La sénatrice Raine : Je pense que nous avons très bien fait le tour de la question. Je vous remercie infiniment du travail que vous faites dans votre domaine. Honnêtement, il peut être un peu décourageant d'essayer de prouver un lien de cause à effet. Quoi qu'il en soit, je crois que les membres du public avec qui j'en ai discuté, et particulièrement les parents comme nous tous, nous disent : « Aidez-nous, s'il vous plaît. » Après le rapport que nous venons de publier sur la hausse du taux d'obésité au Canada, le fruit est mûr. Nous savons que nous pouvons agir en ce sens. Je vous remercie de tout le travail que vous avez réalisé pour rendre cet effort possible.

Le président : Au nom du comité, je vous remercie de votre présence parmi nous. Vous avez assurément permis de lever le voile sur la situation. Vous êtes tous d'accord pour privilégier un modèle simple qui portera tout le poids de la loi et aura le pouvoir de changer la donne.

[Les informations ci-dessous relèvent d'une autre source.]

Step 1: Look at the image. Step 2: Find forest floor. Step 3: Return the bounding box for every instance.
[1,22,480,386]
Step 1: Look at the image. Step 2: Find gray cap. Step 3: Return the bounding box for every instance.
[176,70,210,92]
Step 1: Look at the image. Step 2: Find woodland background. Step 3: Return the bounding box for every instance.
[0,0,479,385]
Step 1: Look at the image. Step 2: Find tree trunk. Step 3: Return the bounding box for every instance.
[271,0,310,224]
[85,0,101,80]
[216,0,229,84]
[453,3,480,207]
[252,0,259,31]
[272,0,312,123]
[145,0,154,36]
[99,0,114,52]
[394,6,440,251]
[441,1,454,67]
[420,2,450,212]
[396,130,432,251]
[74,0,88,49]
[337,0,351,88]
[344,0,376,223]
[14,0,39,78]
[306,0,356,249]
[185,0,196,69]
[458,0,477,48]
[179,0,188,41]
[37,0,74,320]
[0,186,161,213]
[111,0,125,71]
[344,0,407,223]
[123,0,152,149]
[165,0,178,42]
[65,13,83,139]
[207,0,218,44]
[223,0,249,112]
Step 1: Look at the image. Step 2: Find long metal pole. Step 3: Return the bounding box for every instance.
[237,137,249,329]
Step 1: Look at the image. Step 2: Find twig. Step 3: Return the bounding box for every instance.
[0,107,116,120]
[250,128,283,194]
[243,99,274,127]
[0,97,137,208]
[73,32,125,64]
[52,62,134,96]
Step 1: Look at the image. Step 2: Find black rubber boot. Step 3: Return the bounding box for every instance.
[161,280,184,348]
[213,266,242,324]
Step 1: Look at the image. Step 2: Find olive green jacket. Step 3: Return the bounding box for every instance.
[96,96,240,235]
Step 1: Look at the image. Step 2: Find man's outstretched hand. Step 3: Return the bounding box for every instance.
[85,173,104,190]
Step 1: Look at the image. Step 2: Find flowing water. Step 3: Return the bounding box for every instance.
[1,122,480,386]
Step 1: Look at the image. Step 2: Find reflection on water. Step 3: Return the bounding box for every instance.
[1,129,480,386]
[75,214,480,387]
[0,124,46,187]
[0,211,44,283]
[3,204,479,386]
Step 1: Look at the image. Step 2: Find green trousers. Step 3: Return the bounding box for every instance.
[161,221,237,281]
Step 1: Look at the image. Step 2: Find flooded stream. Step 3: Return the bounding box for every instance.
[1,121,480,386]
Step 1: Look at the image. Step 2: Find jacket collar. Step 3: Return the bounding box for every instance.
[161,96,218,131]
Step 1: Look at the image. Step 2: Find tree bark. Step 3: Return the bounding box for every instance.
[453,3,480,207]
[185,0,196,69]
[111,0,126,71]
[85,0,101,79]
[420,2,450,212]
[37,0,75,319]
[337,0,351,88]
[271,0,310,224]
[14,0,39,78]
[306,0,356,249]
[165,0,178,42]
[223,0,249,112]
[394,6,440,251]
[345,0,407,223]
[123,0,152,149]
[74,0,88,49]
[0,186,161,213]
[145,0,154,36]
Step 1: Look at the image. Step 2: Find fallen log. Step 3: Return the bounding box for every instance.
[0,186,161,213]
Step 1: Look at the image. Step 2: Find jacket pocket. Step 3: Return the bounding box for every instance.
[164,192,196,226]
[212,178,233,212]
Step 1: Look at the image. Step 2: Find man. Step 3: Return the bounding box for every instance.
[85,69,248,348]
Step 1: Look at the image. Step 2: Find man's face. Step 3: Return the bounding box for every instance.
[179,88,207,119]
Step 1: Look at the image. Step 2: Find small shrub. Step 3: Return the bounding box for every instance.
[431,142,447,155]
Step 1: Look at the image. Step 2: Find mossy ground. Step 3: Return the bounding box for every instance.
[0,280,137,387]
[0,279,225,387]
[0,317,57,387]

Sérieusement, vous nous avez permis de saisir toute l'ampleur de la chose et vous avez présenté une excellente perspective de tous les enjeux qui entourent une approche même constructive afin d'aider les enfants à se nourrir sainement pendant leurs années critiques de croissance. Comme nous l'avons appris dans notre étude, l'obésité est presque impossible à renverser passé un certain stade. Nous avons vu que dès qu'une tendance à l'obésité s'installe chez un enfant, il sera porté à prendre du poids toute sa vie. Il est donc primordial de trouver des moyens d'aider les familles et les enfants à manger sainement et à éviter de mettre le pied dans l'engrenage de la prise de poids. Nous savons que ce n'est pas qu'une question d'attitude; toute la biochimie du corps lui dicte de maintenir le poids qu'il a atteint.

C'est un problème très grave, et nous vous remercions infiniment de nous avoir fait profiter de votre expérience et de votre savoir.